Speaking of board games as spectator sport, there are very few things which irritate me as the old-school designs that force players to sit with their dicks in their hands for ten minutes PER PLAYER whilst awaiting their turn. That’s not a game of anything but attrition, and I can’t abide it, despite liking games that err on the side of complexity when needed to make the game more interesting. With Eldritch, you get the best of both worlds; the game is relatively complex, delivers the ability to create more complex strategies and rewarding smart long-term thinking, but the turns are blazing fast. This is not a case of “the obvious move is X, and it’s always obvious” as much as it’s about there being unlimited choices but all of them taking only 10 seconds to perform. It’s much more about clean design and about players mitigating risks than it is about obvious moves and optimization. It’s brilliant in this regard.
I really could go on and on about what I like about it, such as how player stat buffs are handled, how locations work, how the board is laid out (which is truly the dog’s bollocks), how movement is handled, and how buying items works, but I reckon you can go read the rules yourself if you’re so inclined. The fact is that I’ve been waiting for this very game for quite a long time, and FFG finally delivered something that’s just shy of perfect. It’s even possible that the Christian Petersen Plan is to make a bunch of card expansions, or even large expansions à la Arkham, both of which would be fine by me, and both of which would fix the one problem that I think keeps this from being the perfect game of its kind. As of this writing, there’s the Forsaken Lore small expansion I spoke of, and the Mountains of Madness large expansion which I just got off of Amazon as I was writing this and that I can’t wait to play.
If you’re already bought into Arkham Horror and you’re a fan, hey, stick with that. This is a better game, by far, but with a thousand dollars into Arkham, it would be stupid to start up on Eldritch and begin the money pit cycle again. They are relatively similar in terms of gameplay, and if you’ve already bought the whole Arkham collection, you’re comfortable with the rules and fiddly bullshit that goes along with playing it, so this isn’t going to buy you anything but a couple hours per game. But, if you hated Arkham for whatever reason, found it too hard to learn, too hard to play, and want a similar experience in a tighter, cleaner package, this is absolutely the way to go with it. We all really loved it, despite one of the players being so stoned out of his head that he could hardly figure out when it was his turn or not, which could have soured my first experience with the game as it has with so many others.
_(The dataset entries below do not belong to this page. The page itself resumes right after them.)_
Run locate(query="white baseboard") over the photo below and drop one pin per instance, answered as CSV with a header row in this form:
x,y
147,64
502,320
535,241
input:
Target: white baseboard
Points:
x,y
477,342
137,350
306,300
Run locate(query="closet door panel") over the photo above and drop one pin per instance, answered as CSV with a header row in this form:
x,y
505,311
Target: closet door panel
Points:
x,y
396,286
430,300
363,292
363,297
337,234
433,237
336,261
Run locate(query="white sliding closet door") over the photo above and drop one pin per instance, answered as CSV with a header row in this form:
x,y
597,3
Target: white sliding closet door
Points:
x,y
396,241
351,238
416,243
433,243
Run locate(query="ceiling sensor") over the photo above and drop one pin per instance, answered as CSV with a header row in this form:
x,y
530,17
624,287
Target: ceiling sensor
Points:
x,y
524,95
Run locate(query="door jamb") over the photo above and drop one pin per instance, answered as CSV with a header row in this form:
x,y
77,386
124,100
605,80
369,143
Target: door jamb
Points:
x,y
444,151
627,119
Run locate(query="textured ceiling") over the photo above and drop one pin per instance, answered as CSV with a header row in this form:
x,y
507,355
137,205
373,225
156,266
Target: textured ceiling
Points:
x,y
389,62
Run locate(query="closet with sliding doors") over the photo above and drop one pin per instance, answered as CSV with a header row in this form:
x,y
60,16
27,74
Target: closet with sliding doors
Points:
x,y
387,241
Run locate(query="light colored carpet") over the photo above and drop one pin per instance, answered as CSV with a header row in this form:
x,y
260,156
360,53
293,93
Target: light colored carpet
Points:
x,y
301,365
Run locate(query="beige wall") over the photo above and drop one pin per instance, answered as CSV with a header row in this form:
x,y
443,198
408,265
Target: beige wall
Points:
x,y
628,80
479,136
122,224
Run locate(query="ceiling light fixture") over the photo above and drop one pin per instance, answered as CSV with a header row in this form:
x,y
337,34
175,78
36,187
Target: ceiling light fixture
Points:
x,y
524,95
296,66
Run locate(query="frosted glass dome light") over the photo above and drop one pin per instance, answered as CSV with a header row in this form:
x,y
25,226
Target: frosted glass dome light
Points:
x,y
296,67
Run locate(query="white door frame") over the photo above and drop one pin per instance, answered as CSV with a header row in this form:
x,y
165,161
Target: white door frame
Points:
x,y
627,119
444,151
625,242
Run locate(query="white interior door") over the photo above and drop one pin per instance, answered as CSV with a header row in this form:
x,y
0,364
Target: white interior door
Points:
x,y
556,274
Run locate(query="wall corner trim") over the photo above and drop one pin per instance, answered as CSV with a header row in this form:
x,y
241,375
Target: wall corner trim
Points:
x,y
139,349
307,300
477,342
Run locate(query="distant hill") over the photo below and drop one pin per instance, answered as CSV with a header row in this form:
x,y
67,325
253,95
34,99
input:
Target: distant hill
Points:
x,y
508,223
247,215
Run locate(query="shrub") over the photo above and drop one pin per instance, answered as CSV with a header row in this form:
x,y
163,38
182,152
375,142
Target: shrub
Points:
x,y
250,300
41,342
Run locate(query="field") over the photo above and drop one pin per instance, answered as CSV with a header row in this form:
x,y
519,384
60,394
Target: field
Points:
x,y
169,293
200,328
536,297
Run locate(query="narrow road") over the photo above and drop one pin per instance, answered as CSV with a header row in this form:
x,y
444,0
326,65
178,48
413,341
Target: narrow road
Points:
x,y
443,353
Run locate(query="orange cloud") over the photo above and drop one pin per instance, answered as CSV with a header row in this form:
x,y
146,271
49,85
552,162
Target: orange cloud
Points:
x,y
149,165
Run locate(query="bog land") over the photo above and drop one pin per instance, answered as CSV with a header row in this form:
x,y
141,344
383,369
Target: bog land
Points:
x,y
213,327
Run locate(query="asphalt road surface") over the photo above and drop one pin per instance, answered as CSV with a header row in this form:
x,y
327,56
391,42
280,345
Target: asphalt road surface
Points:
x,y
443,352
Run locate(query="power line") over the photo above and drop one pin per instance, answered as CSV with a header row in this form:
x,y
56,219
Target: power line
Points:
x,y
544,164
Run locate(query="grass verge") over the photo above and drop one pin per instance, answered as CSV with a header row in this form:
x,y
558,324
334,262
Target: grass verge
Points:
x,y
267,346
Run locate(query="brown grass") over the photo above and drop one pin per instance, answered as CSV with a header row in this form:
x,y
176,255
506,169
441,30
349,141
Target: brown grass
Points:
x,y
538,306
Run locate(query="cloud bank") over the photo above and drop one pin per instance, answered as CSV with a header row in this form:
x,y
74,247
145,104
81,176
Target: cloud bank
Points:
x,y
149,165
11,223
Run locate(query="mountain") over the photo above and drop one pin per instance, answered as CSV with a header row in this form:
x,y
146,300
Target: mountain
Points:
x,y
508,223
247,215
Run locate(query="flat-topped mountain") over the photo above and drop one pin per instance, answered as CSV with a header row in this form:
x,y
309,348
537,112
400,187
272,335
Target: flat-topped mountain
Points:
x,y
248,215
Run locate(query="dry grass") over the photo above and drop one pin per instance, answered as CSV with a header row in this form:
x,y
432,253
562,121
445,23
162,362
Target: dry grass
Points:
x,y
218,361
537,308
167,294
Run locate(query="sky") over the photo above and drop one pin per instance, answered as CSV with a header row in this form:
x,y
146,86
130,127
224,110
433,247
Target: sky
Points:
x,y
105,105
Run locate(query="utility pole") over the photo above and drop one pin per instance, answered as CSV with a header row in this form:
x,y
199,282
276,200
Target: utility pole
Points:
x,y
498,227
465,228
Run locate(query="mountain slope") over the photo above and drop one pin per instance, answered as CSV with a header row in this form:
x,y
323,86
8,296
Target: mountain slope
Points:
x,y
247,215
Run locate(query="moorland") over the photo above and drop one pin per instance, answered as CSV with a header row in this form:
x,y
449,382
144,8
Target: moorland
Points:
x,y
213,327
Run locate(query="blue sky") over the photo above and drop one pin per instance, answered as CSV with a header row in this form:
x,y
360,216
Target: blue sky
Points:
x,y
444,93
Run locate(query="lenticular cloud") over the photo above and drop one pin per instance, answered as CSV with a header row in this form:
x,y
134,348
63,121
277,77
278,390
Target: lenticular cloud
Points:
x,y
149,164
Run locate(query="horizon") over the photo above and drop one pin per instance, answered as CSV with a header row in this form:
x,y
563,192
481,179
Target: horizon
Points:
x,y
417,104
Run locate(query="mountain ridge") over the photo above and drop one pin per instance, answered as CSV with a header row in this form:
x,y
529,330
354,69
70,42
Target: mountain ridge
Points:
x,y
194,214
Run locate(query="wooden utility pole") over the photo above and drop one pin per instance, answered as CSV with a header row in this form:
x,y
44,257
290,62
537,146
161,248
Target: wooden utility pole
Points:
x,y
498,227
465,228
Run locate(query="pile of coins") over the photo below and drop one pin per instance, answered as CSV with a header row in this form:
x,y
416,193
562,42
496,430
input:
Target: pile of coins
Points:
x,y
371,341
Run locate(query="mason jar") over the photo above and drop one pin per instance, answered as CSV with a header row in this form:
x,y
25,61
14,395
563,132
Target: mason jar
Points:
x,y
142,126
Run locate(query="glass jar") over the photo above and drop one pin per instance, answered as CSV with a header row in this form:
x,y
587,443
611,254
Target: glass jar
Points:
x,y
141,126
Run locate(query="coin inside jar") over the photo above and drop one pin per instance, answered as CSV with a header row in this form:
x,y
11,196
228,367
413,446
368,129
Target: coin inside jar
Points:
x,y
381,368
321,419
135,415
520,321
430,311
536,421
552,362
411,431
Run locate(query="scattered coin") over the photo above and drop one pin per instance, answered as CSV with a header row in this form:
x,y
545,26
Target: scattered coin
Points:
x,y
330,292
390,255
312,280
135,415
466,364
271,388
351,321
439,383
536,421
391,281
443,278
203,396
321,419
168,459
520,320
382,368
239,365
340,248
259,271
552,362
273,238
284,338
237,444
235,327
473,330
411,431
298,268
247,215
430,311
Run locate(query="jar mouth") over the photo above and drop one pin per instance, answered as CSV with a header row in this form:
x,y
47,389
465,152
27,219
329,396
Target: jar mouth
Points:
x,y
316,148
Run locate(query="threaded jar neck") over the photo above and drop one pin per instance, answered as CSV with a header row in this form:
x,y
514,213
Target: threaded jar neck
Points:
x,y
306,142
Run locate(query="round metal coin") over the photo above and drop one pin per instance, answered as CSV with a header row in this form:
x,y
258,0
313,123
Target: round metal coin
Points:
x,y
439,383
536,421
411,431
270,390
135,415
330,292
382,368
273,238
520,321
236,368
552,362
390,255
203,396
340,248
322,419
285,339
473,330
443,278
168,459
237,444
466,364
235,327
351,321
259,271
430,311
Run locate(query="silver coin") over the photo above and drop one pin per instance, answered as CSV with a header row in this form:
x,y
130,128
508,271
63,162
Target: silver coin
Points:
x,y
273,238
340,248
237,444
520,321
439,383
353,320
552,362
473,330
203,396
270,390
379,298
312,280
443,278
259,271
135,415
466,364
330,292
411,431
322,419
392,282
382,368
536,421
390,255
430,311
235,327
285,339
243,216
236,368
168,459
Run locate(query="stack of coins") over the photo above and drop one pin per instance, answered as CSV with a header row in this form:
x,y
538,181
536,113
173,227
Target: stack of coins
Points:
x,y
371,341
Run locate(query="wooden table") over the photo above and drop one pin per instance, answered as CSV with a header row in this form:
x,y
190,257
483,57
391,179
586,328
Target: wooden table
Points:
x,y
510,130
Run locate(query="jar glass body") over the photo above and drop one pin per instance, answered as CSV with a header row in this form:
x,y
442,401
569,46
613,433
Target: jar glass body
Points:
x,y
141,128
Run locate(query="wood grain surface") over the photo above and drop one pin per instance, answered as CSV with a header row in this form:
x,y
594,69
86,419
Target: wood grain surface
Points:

Why Eldritch Horror Is The Stuff Of Legend:
– Great components and art, without component overload, make this beautiful and simple
– Condition cards are a brilliant mechanic that should be in virtually every adventure game, ever
– The game is complex in its scope but not at the player’s level, making it interesting but brisk
Why This Game Is A Horror, Sans Eldritch:
– Like all Lovecraft games I’ve played, it’s too focused on conflict instead of existential horror
– The replay value of the game with regard to the story is limited substantially by too few cards
As far as Lovecraft-themed adventure games go, this is the one for me. It does everything I liked about Arkham as well or better, and it takes out all of the things I hated, like remembering when and how to move monsters. The scope of the game feels larger as well, since it’s not limited to a city, making it feel more “epic”, more like an Indiana Jones film, than Arkham. All in all, I believe that over the years, this will replace Arkham in all but the true believers’ hearts.